= Paul Einhorn =

Baltic German historian

Paul Einhorn (born in Iecava, Latvia, the exact birth date is not known, died in 1655 in Jelgava) was a famous historian of the Latvians and a Lutheran pastor.
== Lutheran beliefs and attempts to exterminate the pre-Christian religion of the Latvians ==

In 1615 Paul Einhorn studied at the university of Rostock.
He was a pastor from 1621 and superintendent of Courland from 1636. He is described as an ardent Lutheran, and he spent much effort fighting against superstition.
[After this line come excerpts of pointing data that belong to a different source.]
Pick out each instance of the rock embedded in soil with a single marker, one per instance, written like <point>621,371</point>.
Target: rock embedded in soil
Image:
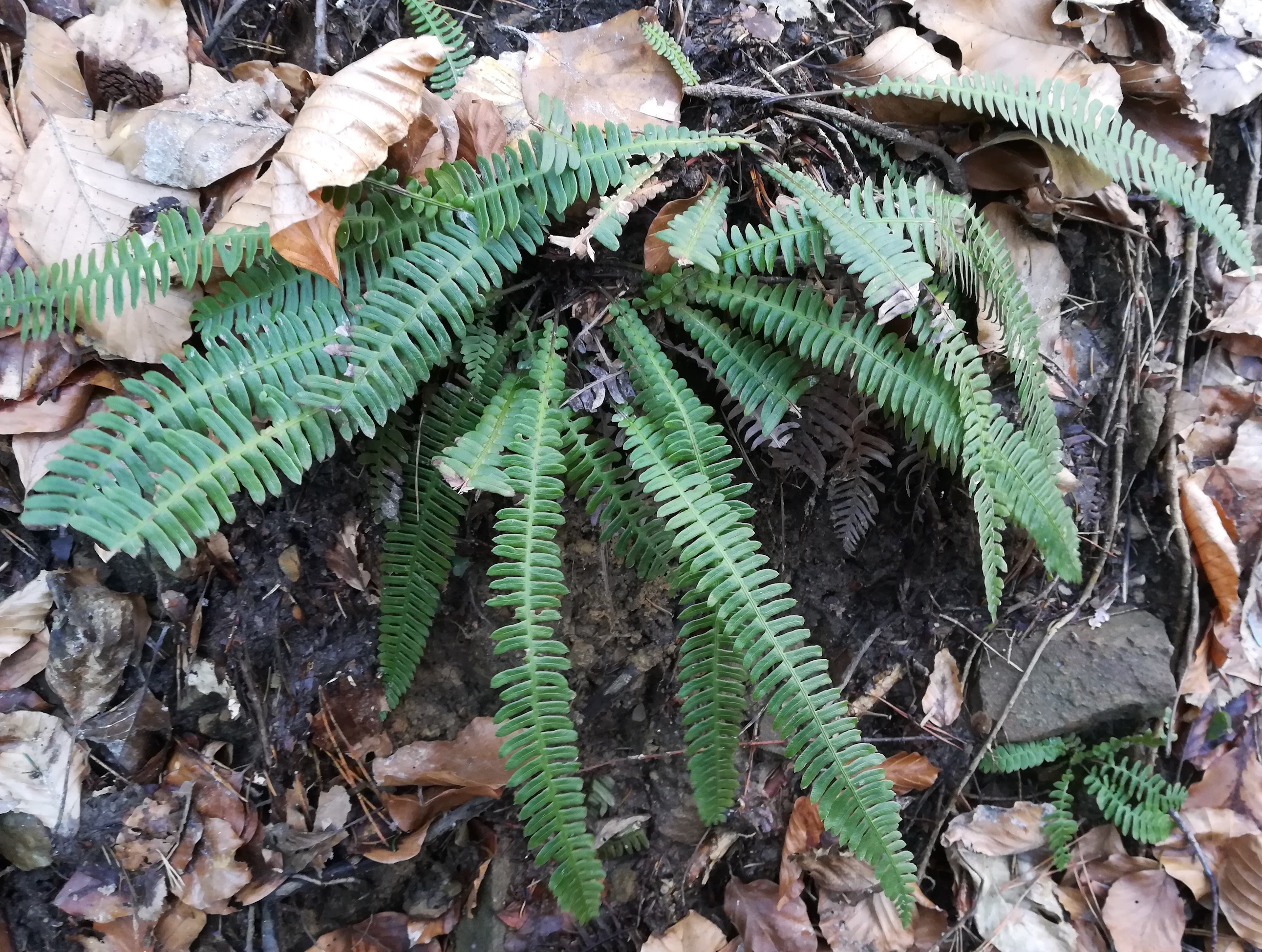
<point>1115,676</point>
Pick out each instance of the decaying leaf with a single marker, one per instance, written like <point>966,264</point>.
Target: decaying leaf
<point>944,696</point>
<point>150,36</point>
<point>41,769</point>
<point>693,933</point>
<point>765,926</point>
<point>470,760</point>
<point>70,200</point>
<point>50,83</point>
<point>909,772</point>
<point>607,72</point>
<point>200,137</point>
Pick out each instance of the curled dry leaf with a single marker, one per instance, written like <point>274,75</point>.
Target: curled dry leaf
<point>200,137</point>
<point>909,772</point>
<point>470,760</point>
<point>50,83</point>
<point>1144,913</point>
<point>71,200</point>
<point>693,933</point>
<point>150,36</point>
<point>41,769</point>
<point>607,72</point>
<point>803,834</point>
<point>944,697</point>
<point>1215,546</point>
<point>765,926</point>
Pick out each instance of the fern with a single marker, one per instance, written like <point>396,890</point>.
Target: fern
<point>693,235</point>
<point>1067,114</point>
<point>664,43</point>
<point>791,676</point>
<point>46,301</point>
<point>432,21</point>
<point>539,745</point>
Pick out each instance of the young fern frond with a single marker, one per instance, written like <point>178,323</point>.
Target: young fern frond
<point>693,237</point>
<point>665,44</point>
<point>717,548</point>
<point>767,383</point>
<point>43,301</point>
<point>1067,114</point>
<point>534,720</point>
<point>432,21</point>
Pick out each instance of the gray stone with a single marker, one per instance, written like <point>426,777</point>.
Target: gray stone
<point>1116,674</point>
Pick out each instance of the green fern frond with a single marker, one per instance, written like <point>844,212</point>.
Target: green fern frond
<point>767,383</point>
<point>50,300</point>
<point>719,550</point>
<point>1010,758</point>
<point>693,235</point>
<point>665,44</point>
<point>539,747</point>
<point>1067,114</point>
<point>595,473</point>
<point>432,21</point>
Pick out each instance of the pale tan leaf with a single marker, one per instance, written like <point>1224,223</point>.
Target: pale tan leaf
<point>150,36</point>
<point>50,81</point>
<point>1018,38</point>
<point>312,244</point>
<point>944,696</point>
<point>909,772</point>
<point>607,72</point>
<point>1240,886</point>
<point>995,831</point>
<point>349,124</point>
<point>23,614</point>
<point>200,137</point>
<point>71,200</point>
<point>1215,546</point>
<point>693,933</point>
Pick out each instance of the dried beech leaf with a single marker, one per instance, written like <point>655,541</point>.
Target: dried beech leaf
<point>607,72</point>
<point>70,200</point>
<point>349,124</point>
<point>50,81</point>
<point>944,697</point>
<point>150,36</point>
<point>909,772</point>
<point>1215,546</point>
<point>198,138</point>
<point>471,759</point>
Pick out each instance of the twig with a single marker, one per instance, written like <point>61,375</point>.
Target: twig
<point>1209,875</point>
<point>955,173</point>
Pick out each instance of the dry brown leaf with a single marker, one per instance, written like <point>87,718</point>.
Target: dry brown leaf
<point>944,696</point>
<point>764,925</point>
<point>471,759</point>
<point>41,769</point>
<point>1215,546</point>
<point>349,124</point>
<point>693,933</point>
<point>312,244</point>
<point>869,923</point>
<point>150,36</point>
<point>995,831</point>
<point>1144,913</point>
<point>50,81</point>
<point>909,772</point>
<point>802,835</point>
<point>481,129</point>
<point>202,135</point>
<point>607,72</point>
<point>1018,38</point>
<point>1240,886</point>
<point>70,200</point>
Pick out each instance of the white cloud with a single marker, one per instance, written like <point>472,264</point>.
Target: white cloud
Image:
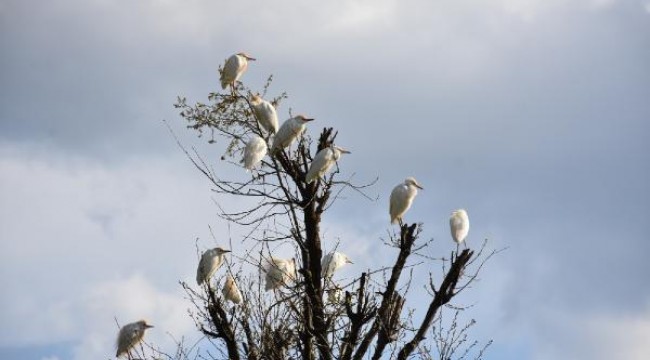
<point>598,336</point>
<point>83,241</point>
He received a good classical education which is also seen in his works, which gained its importance because of their description of Latvian pre-Christian beliefs, which he tried to exterminate.
== Literary works ==

He has published number of books:

- 1627 — "Wiederlegunge der Abgötterey..."
- 1636 — "Reformatio gentis Letticae..."

But he is mostly known because of his historical book about Latvians published in 1649 — "Historia Lettica" (das ist Beschreibung der Lettischen Nation in welcher von der Letten als alten Einwohner und Besitzer des Lieflandes, Curlandes und Semgallen Namen, Uhrsprung oder Ankunfft ihrem Gottes-Dienst, ihrer Republica oder Regimente so sie in der Heydenschafft gehabt, auch ihren Sitten, Geberden, Gewonheiten, Natur und Eigenschaften etc. gruendlich und uembstaendig Meldung geschickt. Der Teutschen Nation und allen der Historischen Warheit Liebhabern zu einem noethigen Unterricht zusammen getragen und in den Druck verfertiget durch Paulum Einhorn, Fuerstlichen Curlaendischen Superintendenten P.M. Dorpt in Liefland Gedruckt durch Johann Vogeln, der Koenigl. Acad. Buchdruker, im Jahr 1649).